Archival Collections
Two collections within the University Archive include materials related to disability history and culture:
- Disability Services Center Records (University of California, Irvine), 1997–2020 shares the history of UC Irvine’s Disability Services Center via annual reports, handbooks, brochures, and an album featuring students and staff.
- Ruth C. Lert Dance Library and Archive, 1831–1994 is a multimedia collection of 20th-century dance history, with particular attention to dance therapy and movement for people with disabilities.
Contact Special Collections and Archives at spcoll@uci.edu or 949-824-3947 for more information.
Online Resources
- Disability Pride Month films on Kanopy (requires UC Irvine login)
- Disability documentaries on Docuseek (requires UC Irvine login)
- Celebrating One and All: Disability Pride Research Guide
Recent Acquisitions
- Addressing Racism and Ableism in the Classroom and Teacher Education: Case Studies of Special Education Teachers of Color (2026), by Saili S. Kulkarni, presents five case studies to examine the intersections of racism and ableism across K-12 classrooms, with implications for teacher education programs.

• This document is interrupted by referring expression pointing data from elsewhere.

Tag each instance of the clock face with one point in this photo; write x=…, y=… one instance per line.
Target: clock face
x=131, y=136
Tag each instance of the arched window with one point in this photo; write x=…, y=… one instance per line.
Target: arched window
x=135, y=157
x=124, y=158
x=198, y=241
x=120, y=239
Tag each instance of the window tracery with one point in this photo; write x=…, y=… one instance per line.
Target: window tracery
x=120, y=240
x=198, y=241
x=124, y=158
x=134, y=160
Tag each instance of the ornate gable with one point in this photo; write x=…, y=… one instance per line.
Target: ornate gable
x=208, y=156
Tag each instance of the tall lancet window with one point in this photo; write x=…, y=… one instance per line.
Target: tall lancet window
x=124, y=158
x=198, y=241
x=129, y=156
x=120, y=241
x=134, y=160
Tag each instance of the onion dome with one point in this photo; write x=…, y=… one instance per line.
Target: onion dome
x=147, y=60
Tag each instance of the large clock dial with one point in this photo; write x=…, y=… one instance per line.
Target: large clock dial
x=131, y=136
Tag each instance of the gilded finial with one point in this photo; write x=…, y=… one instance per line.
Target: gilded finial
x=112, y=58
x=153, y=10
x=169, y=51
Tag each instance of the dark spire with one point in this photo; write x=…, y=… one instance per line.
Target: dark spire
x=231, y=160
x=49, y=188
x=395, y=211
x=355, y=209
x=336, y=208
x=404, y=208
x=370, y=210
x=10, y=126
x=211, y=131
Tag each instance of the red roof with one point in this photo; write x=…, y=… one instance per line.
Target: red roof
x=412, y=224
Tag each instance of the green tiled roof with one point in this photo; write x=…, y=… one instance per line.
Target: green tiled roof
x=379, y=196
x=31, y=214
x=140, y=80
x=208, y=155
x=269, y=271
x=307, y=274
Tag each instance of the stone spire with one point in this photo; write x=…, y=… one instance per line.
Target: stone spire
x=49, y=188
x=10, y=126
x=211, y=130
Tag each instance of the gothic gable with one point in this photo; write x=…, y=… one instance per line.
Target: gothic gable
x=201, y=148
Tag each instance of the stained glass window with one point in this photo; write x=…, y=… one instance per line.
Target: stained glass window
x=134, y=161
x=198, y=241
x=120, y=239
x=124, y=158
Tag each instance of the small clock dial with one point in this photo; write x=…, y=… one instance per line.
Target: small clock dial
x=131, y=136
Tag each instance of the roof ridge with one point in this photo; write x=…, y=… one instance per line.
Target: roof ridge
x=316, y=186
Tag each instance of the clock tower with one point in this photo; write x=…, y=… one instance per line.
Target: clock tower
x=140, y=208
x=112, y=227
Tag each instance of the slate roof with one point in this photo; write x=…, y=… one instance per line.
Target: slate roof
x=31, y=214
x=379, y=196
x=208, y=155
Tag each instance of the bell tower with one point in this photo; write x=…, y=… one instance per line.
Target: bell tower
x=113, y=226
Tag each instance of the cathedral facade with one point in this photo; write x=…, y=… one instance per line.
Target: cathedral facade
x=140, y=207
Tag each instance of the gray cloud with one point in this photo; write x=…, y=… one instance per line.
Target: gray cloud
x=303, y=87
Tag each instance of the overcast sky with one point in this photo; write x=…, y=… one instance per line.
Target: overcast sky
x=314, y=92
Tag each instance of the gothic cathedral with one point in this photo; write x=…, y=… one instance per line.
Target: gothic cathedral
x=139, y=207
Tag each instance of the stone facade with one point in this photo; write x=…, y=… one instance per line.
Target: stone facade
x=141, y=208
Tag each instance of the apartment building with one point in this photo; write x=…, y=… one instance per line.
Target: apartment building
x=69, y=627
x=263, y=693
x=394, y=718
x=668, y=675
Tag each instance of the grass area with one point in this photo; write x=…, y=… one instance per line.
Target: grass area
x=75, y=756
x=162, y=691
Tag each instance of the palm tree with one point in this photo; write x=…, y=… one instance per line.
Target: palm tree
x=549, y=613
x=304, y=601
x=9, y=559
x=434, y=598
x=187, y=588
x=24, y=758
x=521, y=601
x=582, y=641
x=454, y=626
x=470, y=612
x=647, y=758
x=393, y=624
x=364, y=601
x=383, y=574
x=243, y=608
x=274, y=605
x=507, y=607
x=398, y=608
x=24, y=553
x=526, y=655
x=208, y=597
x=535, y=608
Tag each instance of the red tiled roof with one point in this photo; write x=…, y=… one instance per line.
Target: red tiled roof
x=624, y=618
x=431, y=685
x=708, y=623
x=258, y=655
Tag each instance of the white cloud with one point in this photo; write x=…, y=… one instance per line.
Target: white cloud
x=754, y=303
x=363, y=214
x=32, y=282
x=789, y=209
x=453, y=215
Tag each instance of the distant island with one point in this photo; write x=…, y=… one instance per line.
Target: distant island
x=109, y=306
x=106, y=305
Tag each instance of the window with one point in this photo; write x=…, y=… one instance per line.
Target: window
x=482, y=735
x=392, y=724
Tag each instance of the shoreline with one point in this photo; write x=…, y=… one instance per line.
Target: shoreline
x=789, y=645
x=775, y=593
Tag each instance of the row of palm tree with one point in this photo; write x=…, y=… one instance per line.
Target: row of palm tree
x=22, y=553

- Being Understood: Deaf Interpreters, Embodied Language and Relationality (2025), by Kristin Snoddon, outlines theoretical and methodological approaches to analyzing deaf people’s experiences of understanding and being understood.
- Disability as a Boundary Object: Combining Inclusivity, Value and Therapy (2025), by Per Solvang, proposes a new integrative framework for understanding disability that bridges social justice movements, welfare systems, and medical approaches, drawing on boundary object theory to reconcile competing models of disability.
- Healing Ableism: Stories about Disability and Religious Life (2026), by Darla Schumm, blends candid storytelling, cultural critique, and theory to reflect on the experiences of people with disabilities in religious communities and organizations.
- An Independent Man: Ed Roberts and the Fight for Disability Rights (2025), by Scot Danforth, is the first biography of Ed Roberts, chronicling how his radical vision of equality and his founding of the Center for Independent Living helped lay the groundwork for the Americans with Disabilities Act.
- Progress from the Margins: Human Rights and Disability Internationalism Since the 1960s (2026), by Paul van Tright, traces the unexpected paths by which international recognition of disability human rights emerged, showing that it is not a story of linear progress but a decades-long series of discontinuous advances.
- Stories on Disability Through Our Voices: Born This Way (2025), by Yoon Joo Lee, integrates the discipline of disability studies with the lived experiences of Korean women with visible disabilities.
- Taking Video Out of the Game: A Game Developer’s Guide to Total Blind Accessibility (2025), by Brandon Cole, breaks down how a developer might make a game accessible to the totally blind, even the largest, most complex games.
- Unbound: Notes from a Reluctant Disability Activist (2025), by Ben Mattlin, collects personal and political essays chronicling the author’s life with spinal muscular atrophy and his gradual emergence as a disability activist and public intellectual.
Diversity of UC Irvine Libraries’ Collections
UC Irvine Libraries collect materials in all formats to support the university’s research, teaching, and public service mission.
We believe it is crucial that our collections reflect the diversity of our students, faculty, staff, and larger Orange County community. Thus, we are making an effort to collect materials that consider the needs and perspectives of historically underrepresented, marginalized, and oppressed groups. For more information, please refer to our Diversity Statement and Plan.
*The acceptability of language and how people with disabilities self-identify continuously evolves over time. Although current usage may differ, this article retains the original names of each resource to provide historical context.